THEATRE
PAR ARMELLE HELIOT
P.ARditi, bouleversant dans Amolphe, et A. Sourdillon (AFP)
Dans l'espace plus étroit du théâtre de la Commune d'Aubervilliers, Philippe Marioge réinvente le dispositif scénique qu'il avait créé pour la cour d'Honneur : un plateau à trappes, quelques clochers de la cité des Papes dépassant comme si l'on était en suspension au dessus de la ville, et autour, les coursives d'où les personnages observent les démêlés des protagonistes. Tout cela fonctionne même si le sentiment de la solitude d'Arnolphe, puissamment soutenu visuellement à Avignon, repose désormais plus sur l'interprétation de Pierre Arditi.
A part le personnage d'Horace (Olivier Ythier), qui a perdu la perruque rousse et hirsute qui introduisait un décalage étrange, rien n'a changé. Les options se sont affermies et la vision de Didier Bezace de « l'Ecole des femmes », si elle n'étouffe en rien le comique de Molière, est encore plus noire.
La distribution est excellente : Christian Bouillette (Chrysale), Gilles David (Alain), Martine Thinières (Georgette), Thierry Gibault (le notaire, Enrique), Jean-Paul Semaridas (Oronte) dessinent leurs personnages avec une précision d'eau-forte sans renoncer à une cocasserie certaine qui, par contraste, accentue le caractère désespéré de la relation d'Arnolphe et d'Agnès.

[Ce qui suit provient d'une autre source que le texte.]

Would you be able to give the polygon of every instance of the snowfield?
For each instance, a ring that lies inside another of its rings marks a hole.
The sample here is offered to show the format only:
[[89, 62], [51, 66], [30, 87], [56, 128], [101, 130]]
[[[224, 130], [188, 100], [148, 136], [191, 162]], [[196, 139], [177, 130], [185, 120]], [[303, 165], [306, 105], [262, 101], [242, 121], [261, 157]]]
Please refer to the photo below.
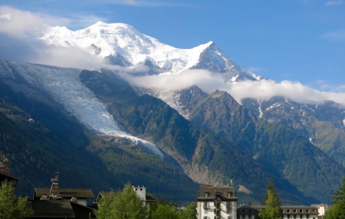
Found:
[[[12, 62], [16, 71], [31, 85], [43, 90], [87, 128], [101, 135], [124, 137], [143, 145], [163, 159], [152, 143], [132, 136], [119, 126], [107, 107], [80, 82], [80, 70]], [[8, 70], [10, 72], [10, 70]]]

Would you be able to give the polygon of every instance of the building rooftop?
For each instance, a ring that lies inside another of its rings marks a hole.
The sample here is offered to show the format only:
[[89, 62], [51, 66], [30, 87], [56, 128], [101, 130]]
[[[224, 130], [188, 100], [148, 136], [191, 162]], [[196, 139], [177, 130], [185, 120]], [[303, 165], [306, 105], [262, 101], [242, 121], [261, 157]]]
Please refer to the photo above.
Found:
[[[59, 189], [60, 194], [59, 196], [70, 199], [72, 197], [77, 198], [93, 198], [92, 191], [90, 189]], [[50, 194], [50, 188], [34, 188], [34, 199], [40, 198], [43, 195], [49, 196]]]

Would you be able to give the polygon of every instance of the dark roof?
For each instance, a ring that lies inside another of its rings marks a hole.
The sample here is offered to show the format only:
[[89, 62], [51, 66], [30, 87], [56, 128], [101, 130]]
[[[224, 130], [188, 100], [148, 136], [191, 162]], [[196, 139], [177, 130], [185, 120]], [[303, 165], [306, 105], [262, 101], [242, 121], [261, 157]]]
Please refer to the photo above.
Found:
[[11, 182], [14, 187], [17, 186], [18, 183], [18, 178], [3, 173], [0, 173], [0, 182], [3, 182], [5, 180]]
[[236, 201], [238, 200], [237, 197], [236, 197], [236, 191], [234, 187], [206, 184], [200, 185], [197, 196], [199, 201], [213, 200], [216, 198], [219, 198], [221, 200]]
[[146, 193], [146, 202], [157, 202], [156, 198], [151, 193]]
[[0, 173], [10, 175], [11, 171], [7, 162], [0, 162]]
[[32, 218], [75, 218], [70, 202], [68, 200], [31, 200], [29, 204], [34, 212]]
[[[100, 198], [102, 198], [104, 196], [109, 195], [111, 192], [114, 192], [115, 193], [119, 193], [119, 191], [100, 191], [98, 194], [97, 198], [96, 199], [96, 202], [99, 202]], [[153, 196], [152, 194], [146, 193], [146, 202], [157, 202], [156, 198]]]
[[[92, 191], [90, 189], [63, 189], [60, 188], [60, 195], [59, 196], [70, 199], [72, 197], [77, 198], [93, 198]], [[34, 188], [34, 198], [41, 198], [43, 195], [50, 195], [50, 188]]]

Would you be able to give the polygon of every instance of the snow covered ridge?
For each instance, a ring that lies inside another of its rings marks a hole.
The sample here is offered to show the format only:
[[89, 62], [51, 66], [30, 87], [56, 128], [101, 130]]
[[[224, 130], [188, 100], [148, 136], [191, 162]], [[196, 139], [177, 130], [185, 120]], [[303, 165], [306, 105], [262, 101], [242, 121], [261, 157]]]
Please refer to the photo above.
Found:
[[119, 55], [132, 66], [149, 60], [157, 67], [169, 69], [172, 73], [194, 66], [200, 53], [213, 44], [209, 42], [191, 49], [176, 48], [129, 25], [100, 21], [77, 31], [66, 27], [52, 27], [40, 39], [48, 44], [79, 46], [103, 58]]
[[160, 43], [125, 23], [99, 21], [76, 31], [66, 27], [50, 27], [39, 39], [49, 45], [77, 47], [104, 60], [121, 60], [112, 64], [130, 68], [143, 65], [153, 67], [156, 70], [154, 74], [178, 74], [197, 68], [221, 73], [224, 79], [233, 82], [264, 79], [237, 66], [213, 41], [190, 49], [177, 48]]
[[[28, 63], [10, 62], [10, 64], [28, 83], [44, 91], [87, 128], [101, 135], [129, 139], [161, 159], [164, 158], [152, 143], [130, 135], [122, 130], [106, 106], [80, 82], [80, 70]], [[10, 72], [8, 70], [8, 73]]]

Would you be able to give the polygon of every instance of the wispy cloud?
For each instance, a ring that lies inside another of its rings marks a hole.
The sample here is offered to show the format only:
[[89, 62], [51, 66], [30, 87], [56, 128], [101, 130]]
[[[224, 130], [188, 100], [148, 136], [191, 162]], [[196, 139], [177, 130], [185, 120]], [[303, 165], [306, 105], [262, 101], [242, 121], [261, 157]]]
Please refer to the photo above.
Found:
[[304, 104], [333, 100], [345, 105], [345, 93], [322, 92], [289, 81], [233, 83], [218, 74], [204, 70], [188, 70], [178, 75], [134, 77], [124, 73], [121, 75], [130, 84], [144, 88], [177, 91], [197, 85], [206, 93], [226, 91], [239, 102], [247, 97], [268, 100], [274, 96], [281, 96]]
[[35, 35], [46, 25], [66, 25], [70, 19], [0, 6], [0, 32], [14, 37]]
[[161, 7], [161, 6], [181, 6], [177, 3], [171, 3], [159, 1], [141, 1], [141, 0], [115, 0], [103, 1], [105, 3], [121, 4], [132, 6], [140, 7]]
[[327, 6], [342, 5], [344, 4], [344, 1], [342, 0], [327, 1], [324, 4], [325, 6]]
[[345, 40], [345, 29], [337, 30], [333, 32], [324, 34], [322, 38], [330, 39], [331, 41]]

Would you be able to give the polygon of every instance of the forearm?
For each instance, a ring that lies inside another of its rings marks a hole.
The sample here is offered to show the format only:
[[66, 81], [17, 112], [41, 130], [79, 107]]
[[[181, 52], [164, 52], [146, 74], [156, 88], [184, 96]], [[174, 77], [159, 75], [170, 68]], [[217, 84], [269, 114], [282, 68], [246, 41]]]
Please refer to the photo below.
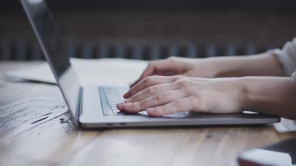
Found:
[[296, 81], [291, 78], [246, 77], [238, 80], [243, 109], [296, 119]]
[[282, 76], [280, 64], [271, 53], [208, 59], [214, 77]]

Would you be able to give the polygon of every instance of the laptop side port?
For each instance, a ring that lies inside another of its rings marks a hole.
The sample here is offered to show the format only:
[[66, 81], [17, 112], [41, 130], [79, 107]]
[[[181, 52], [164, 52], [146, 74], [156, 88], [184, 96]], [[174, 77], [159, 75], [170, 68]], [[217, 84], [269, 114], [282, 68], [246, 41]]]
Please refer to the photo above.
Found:
[[106, 124], [106, 125], [107, 126], [113, 126], [113, 124], [114, 124], [112, 123], [107, 123]]

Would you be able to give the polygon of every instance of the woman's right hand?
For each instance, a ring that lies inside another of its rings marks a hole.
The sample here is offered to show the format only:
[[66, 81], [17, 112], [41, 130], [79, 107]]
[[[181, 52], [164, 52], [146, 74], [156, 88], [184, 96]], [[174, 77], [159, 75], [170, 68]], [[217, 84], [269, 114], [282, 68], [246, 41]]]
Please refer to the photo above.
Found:
[[141, 77], [130, 87], [152, 75], [182, 75], [191, 77], [214, 78], [216, 67], [208, 58], [197, 59], [170, 57], [150, 62]]

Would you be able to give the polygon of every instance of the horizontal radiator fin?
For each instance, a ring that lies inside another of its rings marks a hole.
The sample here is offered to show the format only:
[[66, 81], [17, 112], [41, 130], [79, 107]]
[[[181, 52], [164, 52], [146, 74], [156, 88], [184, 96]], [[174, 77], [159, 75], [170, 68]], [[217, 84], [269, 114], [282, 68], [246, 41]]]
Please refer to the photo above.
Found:
[[[125, 58], [154, 60], [171, 56], [204, 58], [220, 56], [250, 55], [263, 52], [275, 47], [258, 47], [249, 44], [237, 46], [232, 44], [216, 46], [193, 43], [123, 42], [100, 41], [66, 42], [66, 52], [71, 57], [82, 58]], [[39, 44], [23, 40], [0, 41], [1, 60], [43, 60]]]

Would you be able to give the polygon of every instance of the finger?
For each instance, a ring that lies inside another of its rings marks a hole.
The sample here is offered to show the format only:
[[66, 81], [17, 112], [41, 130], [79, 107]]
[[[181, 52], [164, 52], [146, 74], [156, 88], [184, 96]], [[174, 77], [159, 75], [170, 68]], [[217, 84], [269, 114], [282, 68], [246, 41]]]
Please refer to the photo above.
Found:
[[129, 91], [123, 95], [123, 97], [125, 99], [130, 98], [148, 87], [159, 84], [171, 83], [176, 79], [176, 77], [172, 76], [154, 76], [147, 77], [130, 89]]
[[185, 97], [186, 95], [186, 93], [182, 90], [158, 93], [141, 101], [124, 104], [123, 111], [130, 113], [136, 113], [145, 110], [148, 108], [166, 104], [179, 99]]
[[161, 72], [163, 70], [174, 70], [176, 66], [172, 65], [167, 59], [151, 62], [149, 63], [141, 77], [130, 87], [133, 87], [146, 77], [156, 74], [157, 72]]
[[179, 85], [176, 83], [175, 82], [149, 86], [144, 90], [139, 92], [130, 98], [127, 99], [125, 100], [125, 102], [132, 103], [140, 101], [157, 93], [178, 89], [179, 86]]
[[192, 97], [180, 99], [166, 104], [147, 109], [147, 113], [151, 116], [161, 116], [177, 112], [193, 110], [195, 105], [199, 104]]

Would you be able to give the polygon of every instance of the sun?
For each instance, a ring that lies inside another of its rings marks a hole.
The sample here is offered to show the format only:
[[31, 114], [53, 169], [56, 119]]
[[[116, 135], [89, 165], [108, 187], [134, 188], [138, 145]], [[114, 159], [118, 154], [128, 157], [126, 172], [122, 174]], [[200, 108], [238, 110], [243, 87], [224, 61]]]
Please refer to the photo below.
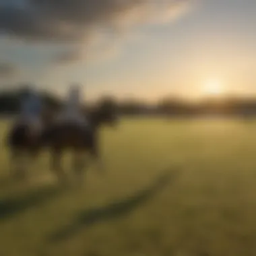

Agnès est incarnée par une actrice extrêmement talentueuse, belle, singulière, dans l'éclat de ses moyens, de son métier. Plus pure qu'innocente, c'est une Agnès qui, littéralement, désarme Arnolphe, non par candeur mais par sincérité. Cela renouvelle le rôle et donne au désarroi d'Arnolphe une couleur franchement tragique.
Face à la remarquable Agnès Sourdillon, avec ce timbre si particulier qui fait ici merveille comme son visage de petite masque, Pierre Arditi est magnifique, tenant tous les fils d'un des plus beaux personnages de Molière et provoquant la profonde compassion du public tout en montrant bien à quel point est inquiétante sa folie et bouleversants ses éclairs de lucidité.
Un superbe travail qui confirme l'intelligence aigüe de Didier Bezace, son sens sûr de la scène, son audace. Tout ici, musique (Laurent Caillon), sons (Bernard Vallery), lumières (Marie Nicolas), costumes (Cidalia da Costa), est donné dans une cohérence et une harmonie qui renforcent les choix dramaturgiques. Un spectacle exemplaire.
Théâtre de la Commune d'Aubervilliers, du mardi au samedi à 20 h 30, en matinée le dimanche. Durée : 2 h 30 sans entracte (01.48.33.93.93.). Jusqu'au 8 mars. Le 27 janvier, rencontre avec l'équipe artistique à l'issue du spectacle. Lecture d'extraits de « Emile ou l'éducation » de Jean-Jacques Rousseau les 26 janvier, 2 février, 16 février à 17 h 30. Réservation indispensable. Une tournée suivra.